A woman walks out of the Internal Revenue Service building in New York, May 13, 2013.

A woman walks out of the Internal Revenue Service building in New York, May 13, 2013.

The Internal Revenue Service - or IRS - is the U.S. federal government's tax-collecting agency, bringing in about $2.4 trillion in revenue this year. The agency's 90,000 employees touch every sector of American society, including individual taxpayers, small businesses, large corporations, and tax-exempt organizations.

Under U.S. law, certain charitable, religious, educational and cultural organizations are tax exempt, meaning they do not have to pay federal taxes on their activities.

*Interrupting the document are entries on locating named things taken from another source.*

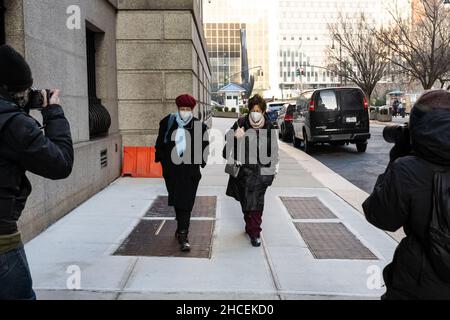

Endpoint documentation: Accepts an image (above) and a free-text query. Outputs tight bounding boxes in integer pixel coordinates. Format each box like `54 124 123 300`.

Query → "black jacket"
223 115 279 212
363 110 450 299
156 116 209 211
0 96 74 235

At the heart of the current IRS scandal is a tax exempt status known as 501(c)(4)
The groups the IRS targeted for extra scrutiny in applying for 501(c)(4) status oppose many of the Obama administration's spending and tax policies. The extra scrutiny delayed applications and forced many small groups to close during the past presidential election campaign.

According to law, these groups "must not be organized for profit and must be operated exclusively to promote social welfare ... civic betterment and social improvements."
The IRS said these groups may engage in some political activities, so long as that is not its primary activity, and they may also engage in lobbying. But they are not to act on behalf of or in opposition to any candidate for public office.